“Showing familiar things from an alien viewpoint.”

There was a really interesting review in the New York Times a day or two ago of John Carey’s new biography of William Golding. Reading Lord of the Flies when I was 14 or so really knocked the pins out from under me. I was still a small-town boy, unsophisticated and parochial to a degree that would be hard to duplicate today, and this book forced me—bullied me, really—to think about circumstance, and about culture, habit, and fear, their presence and absence, and their effects on what we generally call morality. Heavy. And I was utterly unprepared, intellectually and morally, for this particular wrestling match. (The fact that I read Jonathan Edwards’ Sinners in the Hands of an Angry God at about the same time didn’t help: God or no God, you’re screwed.)

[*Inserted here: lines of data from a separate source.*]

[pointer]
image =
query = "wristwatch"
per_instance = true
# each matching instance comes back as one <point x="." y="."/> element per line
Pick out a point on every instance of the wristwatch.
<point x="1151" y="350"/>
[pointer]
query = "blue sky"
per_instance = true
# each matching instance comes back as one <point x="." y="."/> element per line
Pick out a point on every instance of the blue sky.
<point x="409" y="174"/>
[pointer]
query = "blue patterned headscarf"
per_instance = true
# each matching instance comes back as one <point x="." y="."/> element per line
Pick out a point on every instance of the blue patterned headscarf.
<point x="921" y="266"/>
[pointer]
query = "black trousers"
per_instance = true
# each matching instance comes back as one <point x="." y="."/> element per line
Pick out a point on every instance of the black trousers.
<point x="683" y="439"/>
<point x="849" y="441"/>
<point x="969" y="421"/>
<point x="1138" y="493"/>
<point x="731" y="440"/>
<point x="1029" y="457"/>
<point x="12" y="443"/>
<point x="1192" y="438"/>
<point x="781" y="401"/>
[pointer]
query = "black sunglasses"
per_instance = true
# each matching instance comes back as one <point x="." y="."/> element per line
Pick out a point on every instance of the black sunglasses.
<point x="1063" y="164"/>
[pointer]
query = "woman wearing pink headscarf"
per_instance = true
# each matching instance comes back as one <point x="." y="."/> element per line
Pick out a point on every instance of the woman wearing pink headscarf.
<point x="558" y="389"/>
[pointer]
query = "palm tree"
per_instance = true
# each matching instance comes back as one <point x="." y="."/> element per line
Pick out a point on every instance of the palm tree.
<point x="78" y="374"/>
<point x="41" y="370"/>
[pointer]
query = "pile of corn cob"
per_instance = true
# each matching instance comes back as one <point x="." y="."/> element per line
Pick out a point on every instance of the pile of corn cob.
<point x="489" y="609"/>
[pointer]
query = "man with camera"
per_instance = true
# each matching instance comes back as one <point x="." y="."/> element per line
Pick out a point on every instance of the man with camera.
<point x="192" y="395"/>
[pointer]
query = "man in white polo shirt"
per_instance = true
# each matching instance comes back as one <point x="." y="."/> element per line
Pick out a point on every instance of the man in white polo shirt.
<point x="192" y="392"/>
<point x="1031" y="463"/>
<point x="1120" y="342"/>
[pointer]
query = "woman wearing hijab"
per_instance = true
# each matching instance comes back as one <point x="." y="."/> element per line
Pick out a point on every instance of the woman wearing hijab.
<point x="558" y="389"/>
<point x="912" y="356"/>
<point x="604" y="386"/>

The review calls Golding “a laureate of humiliation,” asserts that he was “in touch with his darkest impulses, especially his own sublimated bent toward cruelty,” and quotes him saying, “I have always understood the Nazis, because I am of that sort by nature.” In the circumstances, I suppose it was appropriate that Golding scared the hell out of me.

On the other hand, the review’s title is “Talent for Writing, and Falling Into Things,” it describes Golding as something of a lovable bumbler, and reviewer Dwight Garner says that Carey “portrays Golding, a man of constant sorrow, in a warm, fondly comic light.”

All I can say, before my circuits short out, is, This I gotta read.